Instances

  • The purpose of instance recommendation is to show the savings on instances  with different optimizations like rightsizing, startup/shutdown and idle instances and how these are calculated and generated.

  • Rightsizing recommendations

    • When making instance type recommendations, vCPU/memory usage and capacity are considered and checked against thresholds (in Settings page) to determine if the current instance type should be replaced and by which ones to reduce costs.

      • Hourly peak data is analyzed from the last 90 days for vCPU utilization which calculates the optimal capacity for the current configuration. Similarly, we find the optimal memory capacity based on the current instance’s usage trend. 

      • Next, combining both of these optimal configurations with a sampling factor threshold we recommend the best fit instance types for your current configuration would reduce your overall infrastructure cost by replacing your current instance type with the best fit ones.

      • Finally, using a sampling threshold (default at 10%), we check to see if 10% of hourly peak samples utilization (for EITHER memory or CPU) exceed the maximum threshold and whether changing instance types will mitigate those peaks cost effectively (this is only for downsizing, and upsizing is the opposite).

        • E.g instead of running workloads quickly with more CPUs, is it still possible to reduce the number of CPUs (by switching to a new instance type) and reduce workload times, but maintain performance and reduce costs overall is a question that is measured.

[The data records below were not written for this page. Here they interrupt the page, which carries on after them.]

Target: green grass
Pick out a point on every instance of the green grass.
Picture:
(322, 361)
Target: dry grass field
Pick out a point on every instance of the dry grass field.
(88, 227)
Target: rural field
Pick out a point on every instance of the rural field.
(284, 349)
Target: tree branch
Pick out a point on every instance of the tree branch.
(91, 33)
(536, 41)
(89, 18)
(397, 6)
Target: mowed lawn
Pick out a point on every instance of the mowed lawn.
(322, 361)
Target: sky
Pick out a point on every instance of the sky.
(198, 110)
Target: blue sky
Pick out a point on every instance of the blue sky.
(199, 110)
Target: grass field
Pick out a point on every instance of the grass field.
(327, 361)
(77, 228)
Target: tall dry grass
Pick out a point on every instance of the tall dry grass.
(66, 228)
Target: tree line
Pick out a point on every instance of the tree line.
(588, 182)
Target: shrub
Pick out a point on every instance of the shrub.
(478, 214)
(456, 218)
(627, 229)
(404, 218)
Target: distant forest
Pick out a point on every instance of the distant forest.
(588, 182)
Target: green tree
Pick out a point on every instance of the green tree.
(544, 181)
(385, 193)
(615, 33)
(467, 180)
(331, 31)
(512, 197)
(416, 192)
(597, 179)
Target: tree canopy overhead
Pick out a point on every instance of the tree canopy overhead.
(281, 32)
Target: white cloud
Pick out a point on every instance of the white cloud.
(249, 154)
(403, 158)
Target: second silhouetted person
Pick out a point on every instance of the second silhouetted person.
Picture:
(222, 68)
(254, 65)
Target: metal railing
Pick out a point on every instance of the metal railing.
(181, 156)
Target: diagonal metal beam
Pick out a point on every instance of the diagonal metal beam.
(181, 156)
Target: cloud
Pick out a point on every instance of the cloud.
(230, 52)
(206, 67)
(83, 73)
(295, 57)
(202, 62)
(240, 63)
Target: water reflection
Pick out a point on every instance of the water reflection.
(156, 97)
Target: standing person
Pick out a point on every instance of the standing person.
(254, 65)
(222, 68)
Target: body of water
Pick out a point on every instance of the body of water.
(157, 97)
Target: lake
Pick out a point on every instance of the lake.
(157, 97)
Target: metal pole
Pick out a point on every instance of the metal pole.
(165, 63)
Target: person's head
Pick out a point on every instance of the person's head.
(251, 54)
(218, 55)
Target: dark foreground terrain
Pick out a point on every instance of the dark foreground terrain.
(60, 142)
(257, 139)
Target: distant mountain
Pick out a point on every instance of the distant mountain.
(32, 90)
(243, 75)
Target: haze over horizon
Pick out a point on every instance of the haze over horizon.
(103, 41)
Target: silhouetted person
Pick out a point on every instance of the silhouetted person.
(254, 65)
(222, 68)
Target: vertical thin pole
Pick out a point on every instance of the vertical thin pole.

        • The inverse is true when your current usage exceeds its capacity on a consistent basis, at which point upsizing your instance type is recommended to stabilize workloads cost effectively.

        • 10% is a good threshold to sample from due to a variety of factors like backups and network activity, but this can be changed at the user’s preference. 

        • To see and modify all thresholds that are checked against the utilization data for recommendations, navigate to the settings page into the Rightsizing tab.

      • With each recommended instance type comes a risk level, which is to show a comparison between the existing and suggested type’s CPU and memory configuration. A risk level of 1 is given if the existing CPU and memory configuration matches or is less than the suggested type’s CPU and memory configuration. A risk level of 3 is given when the suggested type CPU or memory is half or less of the existing type’s current configuration. Everything else is given a 2.

    • The calculation for savings on rightsizing is the (suggested instance rate (hourly) - existing type rate (hourly) ) * 24) * 365. The numbers displayed in the UI, might not show the same calculation as the UI only shows up to 2 decimal places, but calculate past them.

  • Startup/Shutdown recommendations

    • When making startup/shutdown recommendations, the goal is to provide users with a startup and shutdown schedule for their instances that can reduce costs for underutilized resources at specific times during the week. 

      • The purpose of this is to offer a way to autonomously start and stop instances when they are operating under (or over) a specific CPU and memory usage threshold (these thresholds can be found in the Settings page as well).

      • Schedule recommendations are made based on the average CPU/memory utilization over the last 30 days for each hour of each day.

        • E.g. if an instance has an average of 45% CPU/memory utilization (where the threshold was 20%) on Monday at 3:00AM over the last 30 days, we would recommend that it stays on. Similarly if the instance was running at an average of 5%  CPU/memory over the last 30 days (where the threshold was 10%)  on Tuesday at 2:00PM, we would recommend it stay off for that particular HOUR.

      • A sample factor is also used to foolproof this in case of anomalous utilization. For example, if we have 100 samples of CPU/memory utilization over a given month and more than 10% (our sample factor) of samples operates over their CPU/memory thresholds (but the rest of samples are under), we would recommend it to stay on. However, if less than or equal to 10% of samples are over the threshold (and the rest are under), we would recommend it to stay off.

    • The calculation for savings on startup/shutdown is the ((mtd spend / number of active instance hours) / 24) * # of hours that vm is off) * 365. The numbers displayed in the UI, might not show the same calculation as the UI only shows up to 2 decimal places, but calculate past them.

  • Idle Instance recommendations

    • When making recommendations for idle instances, the approach is similar to startup/shutdown, and instances that are below or at the minimum CPU/memory threshold are considered idle.

      • A sample factor is also used to measure any anomalous utilization. We use both a minimum and maximum to generate a recommendation for this. 

      • To be considered for recommendation, we need to first check if the instance meets the requirements to do so. E.g if we have a CPU utilization threshold minimum of 10% and a maximum of 20%, with a sample factor of 5%, then more than 5% of samples should have a minimum utilization of 10% or less to be considered for recommendation.

      • However, if more than 5% of samples are above the maximum 10% threshold, then we will not classify it as idle.

    • The calculation for savings on idle instances is the (current mtd spend / current day of month) * 365. The numbers displayed in the UI, might not show the same calculation as the UI only shows up to 2 decimal places, but calculate past them.